Accelerating YugabyteDB xCluster Adoption: A Leading Bank’s Rapid Assessment Journey

June 13, 2024

Uninterrupted operation is crucial for enterprise applications that handle sensitive data and underpin critical business functions. To safeguard data and guarantee business continuity, a robust disaster recovery (DR) and high availability (HA) plan is essential. In the event of disruption, this plan helps you minimize downtime and avoid data loss.

Yugabyte, the company behind open source PostgreSQL-compatible database YugabyteDB, provides asynchronous replication capability (xCluster), enabling businesses to implement a sound HA and DR strategy.
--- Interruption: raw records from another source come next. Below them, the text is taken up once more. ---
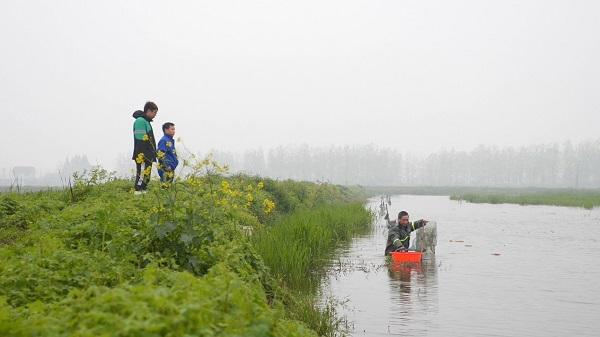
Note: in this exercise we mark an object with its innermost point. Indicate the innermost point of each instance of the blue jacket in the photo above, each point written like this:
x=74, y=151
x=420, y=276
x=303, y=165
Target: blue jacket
x=167, y=156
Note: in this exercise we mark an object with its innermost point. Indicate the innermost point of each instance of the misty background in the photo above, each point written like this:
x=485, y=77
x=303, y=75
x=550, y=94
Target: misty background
x=457, y=93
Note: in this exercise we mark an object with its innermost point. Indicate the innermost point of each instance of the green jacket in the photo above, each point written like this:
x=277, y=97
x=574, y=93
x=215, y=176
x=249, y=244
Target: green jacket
x=143, y=138
x=399, y=236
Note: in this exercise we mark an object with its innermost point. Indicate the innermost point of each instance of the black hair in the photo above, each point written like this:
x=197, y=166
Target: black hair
x=167, y=126
x=150, y=106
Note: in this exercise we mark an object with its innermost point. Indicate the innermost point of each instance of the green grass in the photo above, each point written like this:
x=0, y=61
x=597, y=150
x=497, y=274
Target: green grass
x=297, y=246
x=570, y=198
x=96, y=260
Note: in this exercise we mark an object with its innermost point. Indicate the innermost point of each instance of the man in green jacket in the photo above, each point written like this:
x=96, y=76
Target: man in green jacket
x=144, y=145
x=399, y=232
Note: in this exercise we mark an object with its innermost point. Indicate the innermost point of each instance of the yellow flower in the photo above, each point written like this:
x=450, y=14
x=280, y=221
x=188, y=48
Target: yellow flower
x=268, y=206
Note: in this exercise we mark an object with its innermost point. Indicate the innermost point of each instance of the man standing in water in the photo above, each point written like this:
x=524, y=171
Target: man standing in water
x=399, y=232
x=144, y=147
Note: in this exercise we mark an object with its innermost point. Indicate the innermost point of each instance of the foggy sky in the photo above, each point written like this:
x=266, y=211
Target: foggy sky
x=418, y=76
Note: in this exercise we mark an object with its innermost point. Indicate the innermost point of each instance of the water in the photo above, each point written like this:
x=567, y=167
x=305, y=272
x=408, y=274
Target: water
x=499, y=270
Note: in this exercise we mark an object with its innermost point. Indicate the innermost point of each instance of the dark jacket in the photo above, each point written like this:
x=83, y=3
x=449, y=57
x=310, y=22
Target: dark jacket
x=399, y=235
x=143, y=137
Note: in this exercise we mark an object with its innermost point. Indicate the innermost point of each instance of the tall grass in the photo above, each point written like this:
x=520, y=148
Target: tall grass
x=587, y=200
x=297, y=247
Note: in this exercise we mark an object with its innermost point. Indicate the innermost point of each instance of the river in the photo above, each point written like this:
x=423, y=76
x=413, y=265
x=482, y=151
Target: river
x=499, y=270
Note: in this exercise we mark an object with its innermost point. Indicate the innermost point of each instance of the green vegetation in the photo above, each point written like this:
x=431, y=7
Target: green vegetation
x=95, y=260
x=555, y=197
x=298, y=246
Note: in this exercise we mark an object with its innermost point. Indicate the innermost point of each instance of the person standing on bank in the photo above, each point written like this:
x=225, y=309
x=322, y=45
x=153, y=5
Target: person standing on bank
x=144, y=148
x=167, y=155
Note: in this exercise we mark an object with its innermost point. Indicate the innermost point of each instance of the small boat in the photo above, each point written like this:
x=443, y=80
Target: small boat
x=410, y=257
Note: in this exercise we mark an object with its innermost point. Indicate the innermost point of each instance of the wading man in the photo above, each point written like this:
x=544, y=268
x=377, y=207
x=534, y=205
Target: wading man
x=399, y=232
x=144, y=146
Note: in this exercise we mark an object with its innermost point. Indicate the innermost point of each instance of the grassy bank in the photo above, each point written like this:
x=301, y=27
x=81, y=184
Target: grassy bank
x=585, y=198
x=95, y=260
x=571, y=198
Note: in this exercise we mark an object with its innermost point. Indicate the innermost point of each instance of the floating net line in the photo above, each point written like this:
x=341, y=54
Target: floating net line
x=426, y=238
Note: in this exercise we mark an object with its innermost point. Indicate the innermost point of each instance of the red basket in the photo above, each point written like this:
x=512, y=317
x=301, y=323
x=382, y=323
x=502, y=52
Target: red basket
x=406, y=256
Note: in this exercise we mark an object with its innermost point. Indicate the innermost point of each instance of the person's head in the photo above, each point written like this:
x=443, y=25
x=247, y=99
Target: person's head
x=169, y=129
x=150, y=109
x=403, y=218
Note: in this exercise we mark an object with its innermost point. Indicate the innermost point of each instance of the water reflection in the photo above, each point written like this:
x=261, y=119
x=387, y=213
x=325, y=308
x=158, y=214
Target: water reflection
x=466, y=290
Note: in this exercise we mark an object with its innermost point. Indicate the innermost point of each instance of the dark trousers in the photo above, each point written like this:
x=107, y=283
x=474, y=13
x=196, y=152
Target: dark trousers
x=142, y=175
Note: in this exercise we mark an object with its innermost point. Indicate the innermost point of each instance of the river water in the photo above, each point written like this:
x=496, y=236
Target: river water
x=499, y=270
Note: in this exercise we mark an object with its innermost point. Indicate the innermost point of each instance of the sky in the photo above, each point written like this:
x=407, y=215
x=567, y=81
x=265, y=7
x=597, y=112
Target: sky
x=417, y=76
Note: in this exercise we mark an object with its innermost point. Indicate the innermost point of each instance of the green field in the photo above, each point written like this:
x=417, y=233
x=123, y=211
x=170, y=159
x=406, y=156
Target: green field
x=213, y=255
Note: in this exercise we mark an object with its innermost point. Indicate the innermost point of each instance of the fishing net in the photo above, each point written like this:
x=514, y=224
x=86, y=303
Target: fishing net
x=426, y=238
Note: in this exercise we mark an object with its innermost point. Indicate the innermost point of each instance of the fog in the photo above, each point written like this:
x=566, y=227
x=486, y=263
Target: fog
x=416, y=79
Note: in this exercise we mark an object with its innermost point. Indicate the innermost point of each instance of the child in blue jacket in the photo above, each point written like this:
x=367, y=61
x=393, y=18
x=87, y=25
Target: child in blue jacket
x=166, y=154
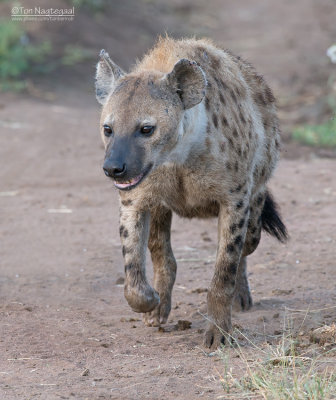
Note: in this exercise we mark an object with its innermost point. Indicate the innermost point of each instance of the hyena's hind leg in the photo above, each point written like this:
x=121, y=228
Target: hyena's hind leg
x=242, y=297
x=164, y=264
x=264, y=214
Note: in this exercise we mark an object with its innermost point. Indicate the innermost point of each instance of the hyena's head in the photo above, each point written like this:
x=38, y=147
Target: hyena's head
x=142, y=115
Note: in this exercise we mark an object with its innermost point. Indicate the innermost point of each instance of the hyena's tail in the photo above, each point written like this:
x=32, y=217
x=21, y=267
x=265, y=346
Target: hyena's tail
x=271, y=220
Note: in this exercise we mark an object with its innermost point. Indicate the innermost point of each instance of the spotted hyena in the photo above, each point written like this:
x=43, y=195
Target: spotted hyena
x=192, y=129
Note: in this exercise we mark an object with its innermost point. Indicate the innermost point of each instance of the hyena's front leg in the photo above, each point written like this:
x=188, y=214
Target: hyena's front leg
x=242, y=296
x=232, y=222
x=134, y=228
x=164, y=264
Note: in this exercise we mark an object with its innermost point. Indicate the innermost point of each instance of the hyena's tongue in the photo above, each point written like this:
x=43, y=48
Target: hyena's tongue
x=129, y=183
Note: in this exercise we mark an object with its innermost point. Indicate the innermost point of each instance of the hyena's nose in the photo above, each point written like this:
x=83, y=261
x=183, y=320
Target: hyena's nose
x=113, y=170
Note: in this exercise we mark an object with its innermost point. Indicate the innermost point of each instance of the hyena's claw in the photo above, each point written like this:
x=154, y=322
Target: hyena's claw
x=214, y=337
x=159, y=315
x=141, y=299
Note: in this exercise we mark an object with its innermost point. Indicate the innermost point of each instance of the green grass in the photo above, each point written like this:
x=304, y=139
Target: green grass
x=317, y=135
x=279, y=372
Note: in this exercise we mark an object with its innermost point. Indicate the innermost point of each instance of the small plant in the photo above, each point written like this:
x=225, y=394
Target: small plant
x=279, y=372
x=18, y=56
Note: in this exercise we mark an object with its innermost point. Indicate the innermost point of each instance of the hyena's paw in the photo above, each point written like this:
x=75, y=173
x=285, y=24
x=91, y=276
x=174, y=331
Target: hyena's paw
x=160, y=314
x=242, y=300
x=215, y=336
x=141, y=299
x=219, y=319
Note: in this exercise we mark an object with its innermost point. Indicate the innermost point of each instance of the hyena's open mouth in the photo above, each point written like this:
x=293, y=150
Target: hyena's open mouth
x=132, y=183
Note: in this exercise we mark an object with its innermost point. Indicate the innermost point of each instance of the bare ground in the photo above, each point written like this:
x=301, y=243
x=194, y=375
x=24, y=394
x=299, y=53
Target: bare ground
x=66, y=331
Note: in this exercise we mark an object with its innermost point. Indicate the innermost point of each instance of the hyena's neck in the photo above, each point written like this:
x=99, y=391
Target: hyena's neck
x=191, y=135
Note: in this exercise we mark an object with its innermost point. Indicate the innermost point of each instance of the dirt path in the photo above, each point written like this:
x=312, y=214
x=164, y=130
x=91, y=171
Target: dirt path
x=66, y=330
x=62, y=311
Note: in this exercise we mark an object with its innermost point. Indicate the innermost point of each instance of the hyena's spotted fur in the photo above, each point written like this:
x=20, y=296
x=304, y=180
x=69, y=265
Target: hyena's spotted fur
x=213, y=148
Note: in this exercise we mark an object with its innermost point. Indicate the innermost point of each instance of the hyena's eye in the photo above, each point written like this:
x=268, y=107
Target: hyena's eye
x=107, y=130
x=147, y=130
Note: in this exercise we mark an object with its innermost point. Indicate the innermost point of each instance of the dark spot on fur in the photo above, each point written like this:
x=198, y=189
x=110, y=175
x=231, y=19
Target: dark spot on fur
x=224, y=121
x=221, y=98
x=126, y=202
x=124, y=251
x=238, y=240
x=269, y=95
x=207, y=103
x=233, y=228
x=232, y=268
x=242, y=118
x=259, y=200
x=230, y=248
x=128, y=267
x=233, y=95
x=215, y=63
x=259, y=99
x=215, y=120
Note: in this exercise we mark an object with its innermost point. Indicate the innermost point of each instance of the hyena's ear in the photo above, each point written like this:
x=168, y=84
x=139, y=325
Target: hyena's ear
x=189, y=80
x=106, y=76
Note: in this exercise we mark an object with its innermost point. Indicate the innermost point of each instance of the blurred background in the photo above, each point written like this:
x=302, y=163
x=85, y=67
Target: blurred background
x=66, y=330
x=286, y=41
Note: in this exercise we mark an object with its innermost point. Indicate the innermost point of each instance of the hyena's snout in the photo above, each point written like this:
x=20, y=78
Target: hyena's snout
x=124, y=163
x=115, y=169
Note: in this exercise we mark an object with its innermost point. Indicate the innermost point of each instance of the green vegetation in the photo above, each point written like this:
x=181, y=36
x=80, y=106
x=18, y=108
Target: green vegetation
x=279, y=372
x=317, y=135
x=18, y=56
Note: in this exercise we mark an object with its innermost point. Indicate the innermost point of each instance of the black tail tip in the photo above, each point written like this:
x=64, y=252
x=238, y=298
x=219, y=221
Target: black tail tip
x=271, y=219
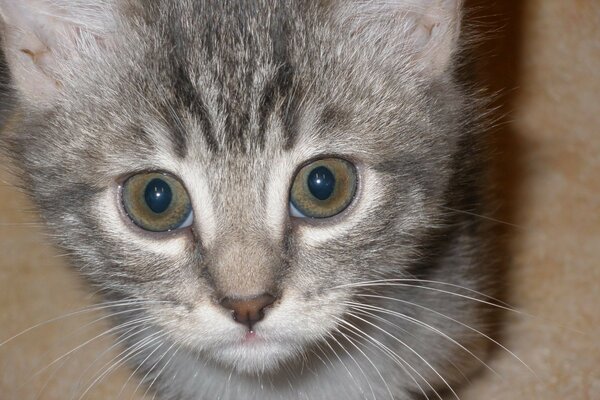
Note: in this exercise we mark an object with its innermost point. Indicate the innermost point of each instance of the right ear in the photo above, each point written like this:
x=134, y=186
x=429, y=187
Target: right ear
x=42, y=38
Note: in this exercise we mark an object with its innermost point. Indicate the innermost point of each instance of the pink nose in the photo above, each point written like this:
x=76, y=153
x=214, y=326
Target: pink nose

This blog post deep dives into YugabyteDB’s transactional xCluster capabilities, by exploring the recent experience of a large financial services institution that evaluated and adopted xCluster to achieve business continuity for its critical applications.

Synchronous Replication for Strong Consistency (Default)
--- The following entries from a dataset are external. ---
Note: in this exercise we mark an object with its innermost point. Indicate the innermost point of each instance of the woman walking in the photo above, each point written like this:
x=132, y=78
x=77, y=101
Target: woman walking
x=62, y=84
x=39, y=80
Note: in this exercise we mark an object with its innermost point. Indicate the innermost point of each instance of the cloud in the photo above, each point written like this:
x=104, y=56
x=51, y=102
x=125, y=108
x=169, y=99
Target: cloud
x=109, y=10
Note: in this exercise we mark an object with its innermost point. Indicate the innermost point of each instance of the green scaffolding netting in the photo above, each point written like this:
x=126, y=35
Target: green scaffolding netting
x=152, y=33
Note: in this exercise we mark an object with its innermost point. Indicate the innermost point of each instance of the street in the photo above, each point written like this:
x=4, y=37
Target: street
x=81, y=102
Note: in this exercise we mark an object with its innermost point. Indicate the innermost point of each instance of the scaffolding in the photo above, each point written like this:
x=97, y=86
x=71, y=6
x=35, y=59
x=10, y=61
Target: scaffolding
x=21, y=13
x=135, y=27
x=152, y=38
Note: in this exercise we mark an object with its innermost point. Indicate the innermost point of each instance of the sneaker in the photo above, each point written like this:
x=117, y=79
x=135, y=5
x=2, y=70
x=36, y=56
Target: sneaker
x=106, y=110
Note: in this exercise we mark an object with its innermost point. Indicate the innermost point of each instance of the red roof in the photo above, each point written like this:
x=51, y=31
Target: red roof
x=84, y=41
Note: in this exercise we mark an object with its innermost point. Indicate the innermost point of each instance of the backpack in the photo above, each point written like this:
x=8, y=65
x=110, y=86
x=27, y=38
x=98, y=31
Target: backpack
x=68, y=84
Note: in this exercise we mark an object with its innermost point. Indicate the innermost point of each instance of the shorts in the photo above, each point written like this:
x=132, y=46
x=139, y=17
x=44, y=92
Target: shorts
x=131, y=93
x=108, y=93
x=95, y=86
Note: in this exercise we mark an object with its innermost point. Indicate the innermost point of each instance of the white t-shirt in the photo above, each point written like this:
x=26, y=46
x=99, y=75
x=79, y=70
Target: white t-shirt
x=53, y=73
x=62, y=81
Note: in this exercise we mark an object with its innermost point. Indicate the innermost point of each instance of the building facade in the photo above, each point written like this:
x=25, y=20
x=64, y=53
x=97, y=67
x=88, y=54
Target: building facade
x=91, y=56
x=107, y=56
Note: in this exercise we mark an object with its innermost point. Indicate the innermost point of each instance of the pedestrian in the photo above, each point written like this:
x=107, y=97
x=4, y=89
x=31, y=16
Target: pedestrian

A fault domain, in the context of distributed computing systems, is a group of hardware components or software processes that share a common point of failure.

By default, YugabyteDB replicates data across fault domains (which, depending on the deployment, could be nodes, data centers with on-prem deployment or availability zones/regions with cloud deployment).

It replicates data within a single YugabyteDB cluster (aka universe) spread across multiple (three or more) fault domains. This ensures the loss of one fault domain (e.g. data center) does not impact availability, durability, or strong consistency thanks to the Raft consensus algorithm.

However, there are some limitations when using synchronous replication across regions to handle region failure/DR scenarios:

Increased Write Latency: Due to the consensus protocol involved, write operations may experience a higher latency compared to asynchronous approaches.
Three Data Center Minimum: The consensus algorithm requires an odd number of data centers to break ties. This necessitates a minimum deployment of three data centers, which adds additional cost.

Asynchronous Replication with xCluster for effective DR

Besides synchronous replication data across fault domains, YugabyteDB offers xCluster – a cross-cluster deployment that provides asynchronous replication across two fault domains (such as data centers or cloud regions).

This approach replicates data between entirely separate universes (essentially, distinct data centers). While data consistency is eventually guaranteed, it may not be reflected instantaneously on the target cluster due to the asynchronous nature. The benefits of this method are:

Reduced Write Latency: Each cluster uses consensus-based synchronous replication internally for dealing with node or zone failures. However, replication between clusters is asynchronous and doesn’t use/need consensus across potentially distant regions/data centers. This approach has the benefit of lower write latency compared to synchronous replication between distant regions.
Two Data Center Option: xCluster can function with only two data centers, offering better alignment with a two data center deployment model.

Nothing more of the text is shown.